The planters were built with 2"x14" boards that were attached with long screws. For extra stability, the landscape crew "pegged" the boards with 2"x2" pieces of wood driven about 30 inches into the ground, flush against the interior and exterior surfaces of the boards.

After filling the beds with topsoil, the irrigation system was finished by installing the heads at the optimal heights in the corners of the planters.

Sosnowitz selected the plants with zero input from the owners. This included 93 tomato plants in two of the beds.

"The grower had 31 varieties of tomatoes," remembers Sosnowitz. "And I said to him 'send me three of each variety.' So we had every variety of cherry tomatoes, every variety of plum tomatoes and every variety of large salad tomatoes."

The other four beds were also earmarked for specific plants: herbs and spices in one, melons and berries in another, a wide variety of peppers in the third and leafy vegetables in the remaining one. The gardens took two weeks to complete.

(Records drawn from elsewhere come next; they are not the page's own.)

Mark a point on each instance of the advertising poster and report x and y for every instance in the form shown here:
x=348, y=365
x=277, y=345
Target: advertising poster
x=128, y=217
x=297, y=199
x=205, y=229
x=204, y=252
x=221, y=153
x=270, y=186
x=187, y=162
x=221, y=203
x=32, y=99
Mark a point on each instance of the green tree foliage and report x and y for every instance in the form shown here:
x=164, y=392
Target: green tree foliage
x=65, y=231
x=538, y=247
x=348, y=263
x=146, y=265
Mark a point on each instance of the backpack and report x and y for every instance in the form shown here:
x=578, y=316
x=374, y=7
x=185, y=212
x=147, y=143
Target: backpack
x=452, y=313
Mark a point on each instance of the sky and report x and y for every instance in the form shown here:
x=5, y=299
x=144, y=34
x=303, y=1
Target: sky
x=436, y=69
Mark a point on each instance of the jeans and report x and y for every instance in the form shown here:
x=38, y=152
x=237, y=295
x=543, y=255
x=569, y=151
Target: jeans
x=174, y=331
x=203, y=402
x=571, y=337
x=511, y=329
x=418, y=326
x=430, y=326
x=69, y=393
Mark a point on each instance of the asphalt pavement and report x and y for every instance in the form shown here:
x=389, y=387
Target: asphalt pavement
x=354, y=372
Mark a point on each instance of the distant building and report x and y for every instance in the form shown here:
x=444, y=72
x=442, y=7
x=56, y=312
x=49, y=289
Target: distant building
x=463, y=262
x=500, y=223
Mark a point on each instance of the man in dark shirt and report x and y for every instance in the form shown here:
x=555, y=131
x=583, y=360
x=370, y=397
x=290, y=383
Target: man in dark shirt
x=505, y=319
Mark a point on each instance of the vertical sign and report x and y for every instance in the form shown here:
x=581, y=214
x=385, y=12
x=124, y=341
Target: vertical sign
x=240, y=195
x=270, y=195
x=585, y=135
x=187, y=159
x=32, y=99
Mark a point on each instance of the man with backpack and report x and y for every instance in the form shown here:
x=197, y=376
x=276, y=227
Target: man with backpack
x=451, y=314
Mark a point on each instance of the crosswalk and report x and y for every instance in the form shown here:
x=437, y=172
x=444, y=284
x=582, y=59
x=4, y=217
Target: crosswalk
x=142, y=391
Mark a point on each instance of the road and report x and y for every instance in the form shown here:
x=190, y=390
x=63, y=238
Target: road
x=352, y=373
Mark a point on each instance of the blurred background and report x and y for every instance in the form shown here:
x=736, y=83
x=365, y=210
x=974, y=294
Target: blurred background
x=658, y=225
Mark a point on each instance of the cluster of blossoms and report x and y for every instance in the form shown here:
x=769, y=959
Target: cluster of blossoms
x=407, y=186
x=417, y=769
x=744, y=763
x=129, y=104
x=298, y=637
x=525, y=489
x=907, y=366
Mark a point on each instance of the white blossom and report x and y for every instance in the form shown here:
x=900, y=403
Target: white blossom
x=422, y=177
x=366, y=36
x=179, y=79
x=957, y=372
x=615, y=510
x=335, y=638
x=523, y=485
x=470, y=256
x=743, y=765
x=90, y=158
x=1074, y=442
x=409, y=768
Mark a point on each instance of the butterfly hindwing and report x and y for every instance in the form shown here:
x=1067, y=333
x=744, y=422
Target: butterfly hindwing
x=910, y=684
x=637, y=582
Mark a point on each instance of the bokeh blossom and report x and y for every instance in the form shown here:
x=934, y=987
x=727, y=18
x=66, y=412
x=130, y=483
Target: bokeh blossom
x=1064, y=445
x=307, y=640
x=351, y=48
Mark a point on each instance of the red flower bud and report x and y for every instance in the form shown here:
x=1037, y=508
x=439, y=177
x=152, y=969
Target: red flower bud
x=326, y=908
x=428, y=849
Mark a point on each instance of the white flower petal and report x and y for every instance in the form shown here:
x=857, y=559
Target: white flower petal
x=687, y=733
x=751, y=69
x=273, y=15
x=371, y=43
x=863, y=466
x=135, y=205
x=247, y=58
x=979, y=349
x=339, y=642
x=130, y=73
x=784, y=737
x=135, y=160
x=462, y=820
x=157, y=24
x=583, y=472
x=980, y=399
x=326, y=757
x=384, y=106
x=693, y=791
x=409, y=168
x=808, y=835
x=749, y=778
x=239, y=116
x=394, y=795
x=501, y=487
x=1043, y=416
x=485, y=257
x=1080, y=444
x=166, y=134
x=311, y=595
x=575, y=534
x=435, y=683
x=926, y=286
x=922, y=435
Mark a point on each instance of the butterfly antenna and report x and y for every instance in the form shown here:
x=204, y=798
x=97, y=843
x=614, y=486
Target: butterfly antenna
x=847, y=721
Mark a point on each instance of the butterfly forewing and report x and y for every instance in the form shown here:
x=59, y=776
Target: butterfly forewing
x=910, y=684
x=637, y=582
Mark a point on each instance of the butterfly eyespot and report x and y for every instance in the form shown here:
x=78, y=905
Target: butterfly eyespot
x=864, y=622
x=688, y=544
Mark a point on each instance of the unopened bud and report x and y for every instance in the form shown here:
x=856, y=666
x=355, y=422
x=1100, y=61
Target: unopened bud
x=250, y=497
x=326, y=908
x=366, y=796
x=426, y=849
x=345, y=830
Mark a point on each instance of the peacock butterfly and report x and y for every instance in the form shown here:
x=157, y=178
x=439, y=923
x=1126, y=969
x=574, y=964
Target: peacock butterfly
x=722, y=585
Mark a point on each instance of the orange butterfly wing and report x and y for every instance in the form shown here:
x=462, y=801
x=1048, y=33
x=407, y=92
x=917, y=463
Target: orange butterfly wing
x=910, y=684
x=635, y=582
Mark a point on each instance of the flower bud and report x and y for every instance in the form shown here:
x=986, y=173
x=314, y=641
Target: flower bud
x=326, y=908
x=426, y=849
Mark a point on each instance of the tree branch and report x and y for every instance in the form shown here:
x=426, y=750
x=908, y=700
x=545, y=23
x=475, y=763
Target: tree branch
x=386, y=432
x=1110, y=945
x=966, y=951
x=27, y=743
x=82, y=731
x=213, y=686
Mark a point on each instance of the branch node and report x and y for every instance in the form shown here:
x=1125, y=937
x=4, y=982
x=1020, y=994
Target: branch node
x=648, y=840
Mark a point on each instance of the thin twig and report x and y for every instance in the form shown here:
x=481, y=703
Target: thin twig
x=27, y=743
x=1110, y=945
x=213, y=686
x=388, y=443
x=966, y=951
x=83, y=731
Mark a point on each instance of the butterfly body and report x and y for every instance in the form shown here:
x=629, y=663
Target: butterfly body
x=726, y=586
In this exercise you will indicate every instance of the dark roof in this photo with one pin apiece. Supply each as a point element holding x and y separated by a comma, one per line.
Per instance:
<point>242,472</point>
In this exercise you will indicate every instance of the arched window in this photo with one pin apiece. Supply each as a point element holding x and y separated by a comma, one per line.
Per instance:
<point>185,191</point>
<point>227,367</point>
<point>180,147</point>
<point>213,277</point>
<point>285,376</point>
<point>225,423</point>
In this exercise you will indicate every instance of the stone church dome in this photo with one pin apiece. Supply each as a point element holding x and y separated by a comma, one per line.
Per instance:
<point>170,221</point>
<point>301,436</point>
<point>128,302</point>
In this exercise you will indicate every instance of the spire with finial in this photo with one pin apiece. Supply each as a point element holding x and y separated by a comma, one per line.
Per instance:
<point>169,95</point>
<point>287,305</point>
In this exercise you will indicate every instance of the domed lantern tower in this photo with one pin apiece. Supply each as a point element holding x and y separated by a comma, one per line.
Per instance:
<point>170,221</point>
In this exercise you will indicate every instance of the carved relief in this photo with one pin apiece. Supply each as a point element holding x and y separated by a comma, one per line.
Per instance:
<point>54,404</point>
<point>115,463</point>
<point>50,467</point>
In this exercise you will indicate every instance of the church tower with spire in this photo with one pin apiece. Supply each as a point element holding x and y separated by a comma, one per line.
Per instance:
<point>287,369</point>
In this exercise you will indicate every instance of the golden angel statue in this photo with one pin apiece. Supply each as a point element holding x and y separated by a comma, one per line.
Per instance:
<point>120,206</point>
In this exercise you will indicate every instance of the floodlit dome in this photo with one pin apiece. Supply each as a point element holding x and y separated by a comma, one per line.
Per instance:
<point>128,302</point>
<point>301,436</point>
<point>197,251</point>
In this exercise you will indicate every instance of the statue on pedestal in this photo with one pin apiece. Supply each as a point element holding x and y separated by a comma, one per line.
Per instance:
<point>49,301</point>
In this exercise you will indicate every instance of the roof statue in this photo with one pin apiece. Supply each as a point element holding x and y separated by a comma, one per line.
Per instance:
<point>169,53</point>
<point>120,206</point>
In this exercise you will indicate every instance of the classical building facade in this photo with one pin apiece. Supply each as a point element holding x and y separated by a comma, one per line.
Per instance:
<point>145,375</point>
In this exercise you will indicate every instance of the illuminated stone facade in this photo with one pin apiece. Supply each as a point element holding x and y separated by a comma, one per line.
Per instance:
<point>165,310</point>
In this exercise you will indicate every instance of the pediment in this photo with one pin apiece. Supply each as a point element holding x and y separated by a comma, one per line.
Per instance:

Besides this labor of love, the landscape crew did a lot of work to enhance the rest of the estate's grounds. This consisted of renovating the lawns, removing about 40 trees that were 60 to 70 feet tall, planting and pruning others, doing drainage work, trenching to move pool equipment, installing sod, thinning out the underbrush on an additional eight to nine acres, and demolishing an abandoned structure to reduce the property owner's liability. The total fee was "well over $200,000."

On top of that, Mark Eliot Design was awarded the maintenance contract, which required a 4-man crew to trim, weed and mow every five days during the growing season of mid-April through July, and then less often after that. The biggest challenge was just the sheer size of the land under their care. For instance, when confronting the dethatching job, Sosnowitz was struck by the task at hand.

"I looked at it and said 'we are going to be here forever,'" he recalls.

To help shorten that time, Sosnowitz found, at a tractor supply store, a six-foot-wide dethatching unit (he described as being "like a spring rake") that could be pulled behind his small tractor, bought three of them and affixed them together with attachment mechanisms he created.

"It worked like a charm," he says and when asked to sum up the results, the Michigan State University graduate enthuses, "I really got a thrill to watch the place come around. I was very proud of it."



As seen in LC/DBM magazine, February 2017.